This letter came in to our editorial mailbox, written by Greg Zall, a former student of James Krenov.
My Remembrances of James Krenov
Jim was a special inspiration for us woodworkers at a special time. I found his book in back in 1970’s .A recommendation said “This book will teach you how to build you own hand plane which you could then use to build your own cabinet.” It was the “Fine Art of Cabinet Making.” Still my favorite of his books.
It stunned me when I got the book. There is no slow build up. In Jim’s books you are thrown into his world and it takes awhile to get your bearings. There is no talking down or taking into account that you may be a novice. His voice is talking to a peer. As though you were also a master woodworker.
Wood is an unusual medium, grain, texture, color. There is no denying that it is beautiful. I was drawn to it and have fallen in love with the look of it. Like a lot of other crafty people, I had done my little refinishing and sanding projects, but on opening Jim’s book, here was an immersion into another world.
It spoke of a special relationship with a cabinet, with the wood, with the process. Here was something outside of our society norms. There was no striving for money or success. Here was an alternative to mass production, to meaningless jobs. Here was meaning in the simple idea of building a cabinet, to involve oneself in ones work to the level of spirituality.
The book was dog-eared and worn, the back broken and ripped as I worked my way through years of learning. Finally I was good enough to be accepted into the Fine Woodworking Program at The College of the Redwoods where JK had made his home and set up his school.
The School bears out this similar attitude where there is little time spent on teaching how to use a router or a table saw. This is the one of the few places in the world where you can learn the fine points of cabinetmaking.
In class it was hard to rectify the person Jim with the relationship I felt with the author. And it took me a while to see that the author was inside a protected shell. He had become famous and was thrown in with 20 fans and a constant stream of visitors who were anxious to meet him. The sensitive, creative spirit was often replaced with a hard aloof moody exterior. But at times during his lectures or one on one the spirit would come out. Finally I’d have a burst of recognition and nostalgia when my hero from the books made an appearance.

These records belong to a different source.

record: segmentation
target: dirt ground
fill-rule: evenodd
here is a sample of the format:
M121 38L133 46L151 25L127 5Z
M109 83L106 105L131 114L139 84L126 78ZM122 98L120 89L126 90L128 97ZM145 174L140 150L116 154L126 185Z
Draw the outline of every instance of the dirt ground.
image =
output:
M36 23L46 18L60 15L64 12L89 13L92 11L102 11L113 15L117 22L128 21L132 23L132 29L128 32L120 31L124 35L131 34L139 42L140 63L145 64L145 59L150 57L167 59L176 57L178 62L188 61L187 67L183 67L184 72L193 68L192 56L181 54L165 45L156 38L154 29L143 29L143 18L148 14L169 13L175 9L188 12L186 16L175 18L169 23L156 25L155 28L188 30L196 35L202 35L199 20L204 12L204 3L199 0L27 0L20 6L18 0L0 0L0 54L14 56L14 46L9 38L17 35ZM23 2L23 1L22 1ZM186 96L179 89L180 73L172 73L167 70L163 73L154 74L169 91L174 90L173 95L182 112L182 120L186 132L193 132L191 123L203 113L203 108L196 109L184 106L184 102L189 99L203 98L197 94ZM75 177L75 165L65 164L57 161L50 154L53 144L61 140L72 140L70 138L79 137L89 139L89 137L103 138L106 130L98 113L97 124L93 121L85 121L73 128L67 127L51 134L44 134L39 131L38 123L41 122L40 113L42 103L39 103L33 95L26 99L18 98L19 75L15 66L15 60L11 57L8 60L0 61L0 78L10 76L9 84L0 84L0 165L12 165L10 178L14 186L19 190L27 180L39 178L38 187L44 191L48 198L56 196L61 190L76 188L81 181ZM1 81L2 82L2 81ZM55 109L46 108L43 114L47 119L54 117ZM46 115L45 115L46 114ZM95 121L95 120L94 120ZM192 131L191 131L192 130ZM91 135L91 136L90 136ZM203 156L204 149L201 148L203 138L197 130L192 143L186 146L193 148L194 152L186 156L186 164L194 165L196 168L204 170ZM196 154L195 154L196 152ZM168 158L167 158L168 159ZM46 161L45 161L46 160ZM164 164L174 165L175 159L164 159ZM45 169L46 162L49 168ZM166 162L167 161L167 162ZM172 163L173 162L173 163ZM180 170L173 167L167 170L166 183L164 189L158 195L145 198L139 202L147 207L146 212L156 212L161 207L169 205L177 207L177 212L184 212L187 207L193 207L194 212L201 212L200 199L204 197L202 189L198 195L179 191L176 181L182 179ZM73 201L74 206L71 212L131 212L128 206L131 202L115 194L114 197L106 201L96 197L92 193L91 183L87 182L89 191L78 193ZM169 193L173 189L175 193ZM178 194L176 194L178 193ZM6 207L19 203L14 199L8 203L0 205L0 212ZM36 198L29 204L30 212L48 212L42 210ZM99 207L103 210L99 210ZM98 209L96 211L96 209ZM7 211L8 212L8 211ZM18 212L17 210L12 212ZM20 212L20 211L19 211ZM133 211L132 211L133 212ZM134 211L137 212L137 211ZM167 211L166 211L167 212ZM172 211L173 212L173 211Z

I remember his beautiful hands, muscled and padded from years of working and moving wood. He was delicately tracing along the sweeping top of my cabinet. It delighted him. Then moving into the air, he recreated the curve with his hands dancing like a ballerina or a conductor. Students everywhere will remember the poise in his hands and the poetry in his hand movements.
His talks were good and often what started as technique boiled down into philosophy, never overt but within the context of cabinet making. During a lecture on handplanes, for example, the idea that doing something slower can achieve results that the big machines cannot. Hmm cabinet making or a life lesson?
Well, in the end it was the life of a radical expressed in the simplest of crafts. You must see his work in person to appreciate the call it makes to be special, to be the best you can, the scream it makes to break all the rules of society, housed in the gentlest subtle details, exquisite proportions, rustic and refined. Loved.